What is it about flamenco that so intoxicates us in northern Europe? To be sure it evokes a popular image of exotic, fiery Spain. Yet the music and dance of regions such as Galicia and Asturias are very Celtic, not unlike Irish or Scottish forms, with reedy bagpipes and light, skipping steps. But flamenco – that is something different. Flamenco is from Andalusia, on the southernmost edge of Europe, a province that still bears the scars of its chequered, often violent history. Phoenicians, Greeks, Romans, Visigoths, Moors, Jews, Gypsies, and yes, northern Europeans have all passed through, settled or conquered the area; and all have left their imprint.
Flamenco is most closely linked with the gypsies. The gypsies originally came from northwest India, and indeed traces of the Indian tala (rhythmic cycle) and kathak dance are still found in flamenco. They spread through the Near East and across Europe, arriving in Spain in the fifteenth century. Following the reconquista of 1492 – the reclaiming of southern Spain by Christendom from Moorish rule – the Spanish gypsies, along with the Moors and the Jews, suffered a brutal and protracted regime of subjugation, ostracism, and forced assimilation. For the gypsies, this sanctioned oppression endured until Carlos III’s historic edict of 1782 put an end to their official persecution.
a brutal and protracted regime of subjugation, ostracism, and forced assimilation
It was at this time that the word ‘flamenco’ began to be used in relation to gypsies. According to flamenco historian Marion Papenbrok, the word originally meant ‘Flemish’, dating from the reign of the Holy Roman Emperor Charles V in the sixteenth century, and grew to mean ostentatious or dashing by association with his flamboyant Flemish courtiers. After 1782, ‘flamenco’ came to be used as a substitute for gitano (gypsy), which still retained connotations of social stigma.
Nevertheless, it was not until the mid-nineteenth century that flamenco began to spread beyond the confines of the gypsy community, through the growth of the cafés cantantes, where flamenco was offered as entertainment. Moving out from the gypsy ghettoes, flamenco now began to incorporate and adopt elements from Andalusian folk music – music already marked by the diverse traces of its hybrid history. It was also with the cafés cantantes that flamenco began to give more prominence to toque (guitar) and baile (dance), whereas previously the central focus had been cante (song).
Reflecting this history of persecution and liberalisation, Ricardo Molina has divided flamenco song (from which the instrumental and dance forms derive) into two basic groups. The first, cante gitano, stems from the hermetically isolated gypsy traditions of the fifteenth to the nineteenth century, and includes tonás, siguiriyas and soleares – the jondo (deep) forms of flamenco. The second, cante andaluz, arises from the adaptation of Andalusian folk music in the nineteenth century; it tends to be lighter in vein (chico), and includes alegrías and fandangos.

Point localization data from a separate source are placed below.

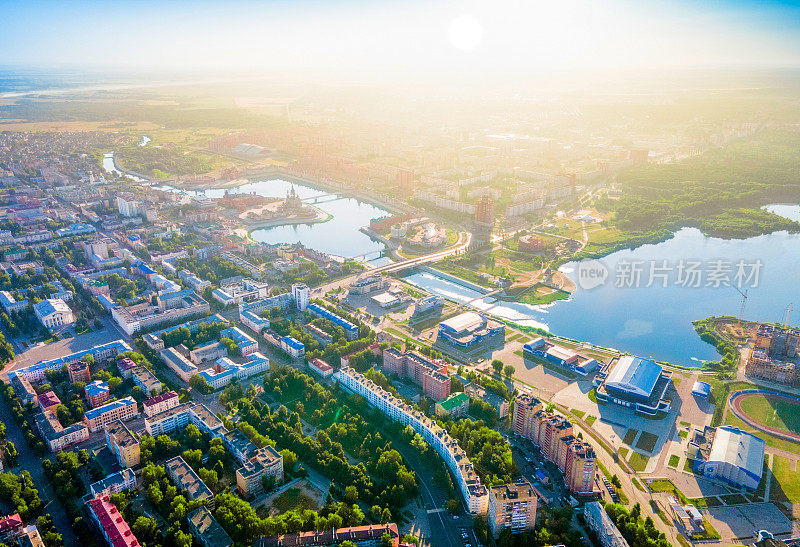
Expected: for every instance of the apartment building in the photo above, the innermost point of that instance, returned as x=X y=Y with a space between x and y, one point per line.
x=55 y=435
x=225 y=370
x=146 y=380
x=361 y=536
x=35 y=373
x=79 y=372
x=243 y=341
x=250 y=476
x=176 y=360
x=210 y=351
x=206 y=530
x=598 y=520
x=121 y=409
x=111 y=523
x=350 y=328
x=123 y=444
x=96 y=393
x=473 y=492
x=180 y=416
x=430 y=374
x=187 y=481
x=554 y=436
x=512 y=506
x=113 y=484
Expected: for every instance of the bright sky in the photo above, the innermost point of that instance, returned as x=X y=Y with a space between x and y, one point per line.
x=517 y=37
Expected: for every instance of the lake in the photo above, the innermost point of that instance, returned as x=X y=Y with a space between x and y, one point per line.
x=656 y=321
x=338 y=236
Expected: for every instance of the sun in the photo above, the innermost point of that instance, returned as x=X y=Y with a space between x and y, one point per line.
x=465 y=32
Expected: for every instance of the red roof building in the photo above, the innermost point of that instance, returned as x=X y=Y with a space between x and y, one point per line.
x=160 y=403
x=111 y=523
x=320 y=367
x=366 y=536
x=49 y=401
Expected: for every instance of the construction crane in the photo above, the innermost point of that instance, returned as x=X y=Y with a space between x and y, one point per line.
x=741 y=310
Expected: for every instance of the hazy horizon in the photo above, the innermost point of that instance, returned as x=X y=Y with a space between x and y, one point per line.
x=391 y=40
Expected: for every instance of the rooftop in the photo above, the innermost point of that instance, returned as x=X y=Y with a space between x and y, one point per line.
x=467 y=321
x=514 y=490
x=634 y=375
x=100 y=410
x=113 y=524
x=454 y=400
x=208 y=527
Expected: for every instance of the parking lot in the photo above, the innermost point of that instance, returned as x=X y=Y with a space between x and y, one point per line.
x=745 y=521
x=45 y=352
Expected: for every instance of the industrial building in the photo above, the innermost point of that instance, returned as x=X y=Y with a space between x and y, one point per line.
x=468 y=329
x=561 y=356
x=635 y=383
x=774 y=355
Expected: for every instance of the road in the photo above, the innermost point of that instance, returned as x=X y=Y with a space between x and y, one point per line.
x=464 y=240
x=32 y=463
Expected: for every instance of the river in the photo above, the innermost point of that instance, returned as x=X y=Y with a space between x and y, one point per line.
x=338 y=236
x=111 y=167
x=656 y=321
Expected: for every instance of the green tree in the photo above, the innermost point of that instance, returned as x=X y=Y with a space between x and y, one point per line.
x=497 y=365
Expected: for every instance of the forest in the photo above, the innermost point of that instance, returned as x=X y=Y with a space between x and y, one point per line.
x=720 y=192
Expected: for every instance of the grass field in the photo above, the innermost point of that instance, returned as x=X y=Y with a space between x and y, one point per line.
x=734 y=499
x=630 y=435
x=666 y=485
x=293 y=498
x=788 y=480
x=773 y=412
x=647 y=441
x=638 y=462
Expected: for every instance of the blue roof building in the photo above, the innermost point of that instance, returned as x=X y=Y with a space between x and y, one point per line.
x=241 y=339
x=350 y=329
x=77 y=229
x=701 y=389
x=635 y=383
x=103 y=351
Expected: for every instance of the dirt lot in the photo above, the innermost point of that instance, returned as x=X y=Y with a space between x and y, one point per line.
x=746 y=520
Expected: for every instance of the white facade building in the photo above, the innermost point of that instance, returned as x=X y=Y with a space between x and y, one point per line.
x=53 y=313
x=300 y=296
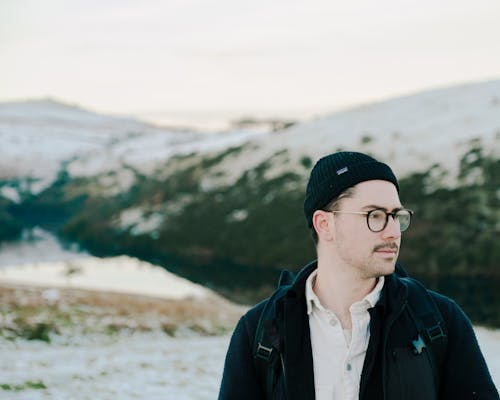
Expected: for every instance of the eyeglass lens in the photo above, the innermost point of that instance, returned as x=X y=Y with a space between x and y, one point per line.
x=377 y=219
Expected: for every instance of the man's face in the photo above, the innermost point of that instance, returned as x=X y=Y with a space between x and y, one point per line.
x=372 y=254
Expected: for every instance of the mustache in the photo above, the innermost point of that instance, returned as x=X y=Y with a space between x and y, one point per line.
x=391 y=246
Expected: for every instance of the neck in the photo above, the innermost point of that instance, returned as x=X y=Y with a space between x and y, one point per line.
x=338 y=287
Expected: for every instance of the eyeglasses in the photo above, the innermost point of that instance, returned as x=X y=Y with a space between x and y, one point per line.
x=377 y=219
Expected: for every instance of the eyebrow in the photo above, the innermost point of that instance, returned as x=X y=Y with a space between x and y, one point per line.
x=375 y=207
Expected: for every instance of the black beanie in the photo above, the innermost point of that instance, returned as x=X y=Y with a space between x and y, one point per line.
x=337 y=172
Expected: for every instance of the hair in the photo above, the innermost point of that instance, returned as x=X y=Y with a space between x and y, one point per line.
x=333 y=205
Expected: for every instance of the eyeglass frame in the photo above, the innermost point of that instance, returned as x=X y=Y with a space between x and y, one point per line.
x=387 y=214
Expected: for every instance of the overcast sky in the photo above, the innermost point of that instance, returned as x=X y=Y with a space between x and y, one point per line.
x=125 y=56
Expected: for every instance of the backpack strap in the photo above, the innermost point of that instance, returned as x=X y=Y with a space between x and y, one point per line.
x=266 y=347
x=432 y=333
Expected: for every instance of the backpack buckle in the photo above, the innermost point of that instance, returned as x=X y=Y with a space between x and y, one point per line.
x=264 y=352
x=435 y=332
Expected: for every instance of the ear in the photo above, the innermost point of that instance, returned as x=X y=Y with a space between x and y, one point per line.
x=323 y=224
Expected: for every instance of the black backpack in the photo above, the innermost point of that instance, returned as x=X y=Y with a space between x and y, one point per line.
x=429 y=323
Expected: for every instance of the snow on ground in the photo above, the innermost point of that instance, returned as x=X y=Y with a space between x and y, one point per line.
x=117 y=274
x=38 y=137
x=139 y=366
x=410 y=133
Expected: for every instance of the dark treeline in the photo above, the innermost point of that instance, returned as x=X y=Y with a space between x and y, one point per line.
x=236 y=238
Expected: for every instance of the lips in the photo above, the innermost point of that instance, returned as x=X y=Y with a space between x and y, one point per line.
x=386 y=249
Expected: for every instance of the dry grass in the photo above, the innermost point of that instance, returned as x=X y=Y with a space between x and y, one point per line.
x=38 y=313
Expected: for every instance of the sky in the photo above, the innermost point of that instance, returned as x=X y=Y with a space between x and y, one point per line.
x=289 y=57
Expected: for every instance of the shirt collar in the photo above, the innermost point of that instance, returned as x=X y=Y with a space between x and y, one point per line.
x=312 y=300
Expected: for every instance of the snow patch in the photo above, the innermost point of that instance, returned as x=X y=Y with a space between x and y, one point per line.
x=118 y=274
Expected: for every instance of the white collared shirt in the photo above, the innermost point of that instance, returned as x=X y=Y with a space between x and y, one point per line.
x=338 y=355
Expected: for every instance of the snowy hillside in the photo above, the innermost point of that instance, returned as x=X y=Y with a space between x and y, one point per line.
x=39 y=136
x=118 y=274
x=410 y=133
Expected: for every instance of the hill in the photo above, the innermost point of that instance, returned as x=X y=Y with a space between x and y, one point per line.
x=230 y=216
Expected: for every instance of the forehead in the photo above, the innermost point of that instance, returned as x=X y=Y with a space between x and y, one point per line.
x=376 y=192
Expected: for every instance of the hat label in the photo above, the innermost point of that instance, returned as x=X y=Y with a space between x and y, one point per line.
x=342 y=170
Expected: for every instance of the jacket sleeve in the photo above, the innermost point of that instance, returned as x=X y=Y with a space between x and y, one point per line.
x=466 y=374
x=239 y=379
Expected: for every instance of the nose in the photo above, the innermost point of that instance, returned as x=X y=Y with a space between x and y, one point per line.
x=392 y=230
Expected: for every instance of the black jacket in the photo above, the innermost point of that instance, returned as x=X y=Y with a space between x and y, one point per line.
x=390 y=372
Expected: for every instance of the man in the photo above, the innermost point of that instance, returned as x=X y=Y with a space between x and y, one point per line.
x=347 y=326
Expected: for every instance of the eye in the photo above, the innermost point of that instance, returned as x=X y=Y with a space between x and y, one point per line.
x=377 y=215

the elemental themes of an existence pitted against the vicissitudes of fate
Certainly the character of flamenco was formed against this historical backdrop. Of the flamenco performer, Fernando Quiñones has said, ‘Mysteriously he gathers within himself all the pain and joy of centuries.’ Songs often take the elemental themes of an existence pitted against the vicissitudes of fate – love and death, labour, longing, and loss – and refract these subjects through personal feeling. For flamenco is perhaps above all an art which dramatises inner conflict.
A tocaor (guitarist), for example, will alternate between contrasted segments of melodic line (punteado) and strummed or rhythmically struck chords (rasgueado). A melody is interrupted by rapping the sound board, a rhythm shifts its stresses unpredictably, reverberating strings are abruptly dampened. A bailaora spirals sinuously arcing arms above her head, fingers caressing the air, a foil to her earthbound steps spiking forcefully downwards. A percussive series of rapid staccato footbeats ends with a suddenly frozen pose, her arched back and twisted shoulders, half turned towards the audience and half away, a tensed gesture of defiance. The voice of a cantaor grows harsh, rasping against the melody like an abrasion. A word is distorted with fervent emotion, or drawn out in a melismatic improvisation that insinuates itself between and through the lyrics.
it is not just passion that suffuses flamenco, but also the contrary and equally powerful force of restraint
If flamenco cuts deep, it is because it is a double-edged blade. With its restless extremes of violent outpouring and muted resignation, its tremulous oscillation between wayward improvisation and strict precision, it is not just passion that suffuses flamenco, but also the contrary and equally powerful force of restraint. Within its fluctuating moods, outbursts of temper are themselves tempered by discipline, constrained by the rigours of rhyme, rhythm and posture. Close to its very bones lies a struggle between form and feeling, a drama that echoes the personal experiences of displacement and subjection:
I am no longer who I was
Nor will I be again
I am a tree of sadness
In the shadow of a wall
In Europe but somehow not of it, flamenco flowered in the darkness of Europe’s shadow. It is its doubled, dissident, conflictual nature that imparts such astonishing intensity, that so intoxicates, unsettles and transports us.